野餐过后的首尔,秋意一天深过一天。
金志洙站在公寓的阳台上,看着楼下街道两旁的银杏树。不过短短几天,那些原本还带着绿意的叶子已经彻底转为金黄,在晨光中像一片片小扇子,随风轻轻摇曳。
他深吸一口微凉的空气,感受着季节变换带来的清新。今天是周一,但他没有安排任何工作。姜国焕昨天打电话来,说这周只安排了一件事——周四下午的纪录片采访。除此之外,全部留白。
“你需要时间做决定。”经纪人在电话里说,“而且,有时候什么都不做,反而能让思路更清晰。”
金志洙感谢这份理解。在这个快节奏的行业里,能有一个懂得“留白”重要性的经纪人,是难得的幸运。
晨跑回来,他冲了个澡,然后坐在书桌前。电脑屏幕上依然并列着两个文档,但今天他没有急着打开。而是先给自己泡了杯茶,翻开那本从图书馆借来的关于朝鲜时代文人生活的书。
书里详细描述了当时两班贵族子弟的教育过程——从五岁开始学习汉字,七岁读《千字文》,十岁读《四书》,十五岁前要完成所有儒家经典的初步学习。除了经学,还要学习诗赋、书法、礼仪、音乐。一个合格的士大夫,是经过十几年严格训练造就的。

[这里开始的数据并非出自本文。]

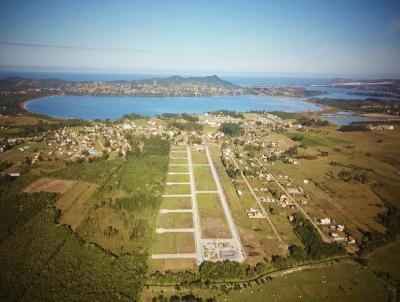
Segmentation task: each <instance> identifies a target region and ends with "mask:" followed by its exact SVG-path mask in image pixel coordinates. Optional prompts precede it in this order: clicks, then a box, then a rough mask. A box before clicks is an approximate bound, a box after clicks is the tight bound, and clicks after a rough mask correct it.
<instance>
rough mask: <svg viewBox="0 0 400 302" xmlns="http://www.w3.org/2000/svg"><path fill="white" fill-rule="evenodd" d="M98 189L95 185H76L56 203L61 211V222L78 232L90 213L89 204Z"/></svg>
mask: <svg viewBox="0 0 400 302" xmlns="http://www.w3.org/2000/svg"><path fill="white" fill-rule="evenodd" d="M96 189H97V186H96V185H95V184H91V183H87V182H78V183H76V184H75V185H74V186H73V187H72V188H71V189H70V190H69V191H68V192H66V193H65V194H64V195H63V196H62V197H61V198H60V199H59V200H58V201H57V203H56V207H57V208H58V209H60V210H61V216H60V218H59V222H60V223H62V224H68V225H70V226H71V228H72V229H73V230H76V229H77V228H78V227H79V225H80V224H81V222H82V221H83V220H84V219H85V217H86V215H87V213H88V212H89V209H90V206H88V202H89V200H90V198H91V197H92V195H93V193H94V192H95V191H96Z"/></svg>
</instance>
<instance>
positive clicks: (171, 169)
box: [168, 166, 189, 173]
mask: <svg viewBox="0 0 400 302" xmlns="http://www.w3.org/2000/svg"><path fill="white" fill-rule="evenodd" d="M168 172H185V173H187V172H189V167H187V166H169V167H168Z"/></svg>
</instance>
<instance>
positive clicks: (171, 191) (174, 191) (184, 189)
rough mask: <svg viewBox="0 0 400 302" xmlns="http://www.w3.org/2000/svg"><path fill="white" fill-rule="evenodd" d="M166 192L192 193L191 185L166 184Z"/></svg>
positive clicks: (167, 194)
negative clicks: (169, 184) (171, 184)
mask: <svg viewBox="0 0 400 302" xmlns="http://www.w3.org/2000/svg"><path fill="white" fill-rule="evenodd" d="M164 194H167V195H168V194H190V186H189V185H181V184H177V185H166V186H165V190H164Z"/></svg>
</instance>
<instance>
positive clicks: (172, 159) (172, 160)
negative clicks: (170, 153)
mask: <svg viewBox="0 0 400 302" xmlns="http://www.w3.org/2000/svg"><path fill="white" fill-rule="evenodd" d="M169 163H170V164H172V165H176V164H178V165H185V164H187V158H186V155H185V156H181V155H180V154H179V155H170V157H169Z"/></svg>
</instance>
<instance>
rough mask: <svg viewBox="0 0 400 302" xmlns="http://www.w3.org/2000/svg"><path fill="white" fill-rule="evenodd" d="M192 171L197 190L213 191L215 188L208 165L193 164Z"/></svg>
mask: <svg viewBox="0 0 400 302" xmlns="http://www.w3.org/2000/svg"><path fill="white" fill-rule="evenodd" d="M193 172H194V179H195V182H196V190H197V191H215V190H216V189H217V186H216V185H215V182H214V178H213V176H212V174H211V169H210V167H208V166H205V167H202V166H200V167H196V166H195V167H193Z"/></svg>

金志洙读着这些描述,脑海里想象着李源这个角色。一个从小接受这样教育的人,他的思维模式、行为逻辑、价值判断,与现代人会有多大的差异?这种差异不是表面的,是深植在骨子里的。
他在笔记本上写下:“扮演李源,不是简单地穿上古装、说些文言台词。是要进入一个完全不同的思维世界。需要理解那个世界的规则,然后在规则中寻找人性的共通点。”
这是个巨大的挑战,但挑战本身就有吸引力。
中午,他简单做了午餐。吃饭时打开电视,正好在重播一档历史文化节目,这期讲的是朝鲜时代科举制度。他放下筷子,认真看起来。
节目中,历史学家解释了科举对当时士人的意义——不只是入仕的途径,更是社会地位和家族荣誉的象征。一个家庭如果能培养出一位及第的士人,整个家族的社会地位都会提升。
“所以李源承受的压力,”金志洙想,“不只是个人理想,还有家族期望、社会期待。这种多重压力下的选择,会更复杂,更有张力。”
饭后,他决定出门走走。没有目的地,只是想换个环境思考。
他坐地铁来到仁寺洞。工作日的午后,这条传统与现代交融的街道没有周末那么拥挤。他慢慢走着,看着两旁的传统工艺品店、画廊、茶馆。在一家卖文房四宝的店前,他停下脚步。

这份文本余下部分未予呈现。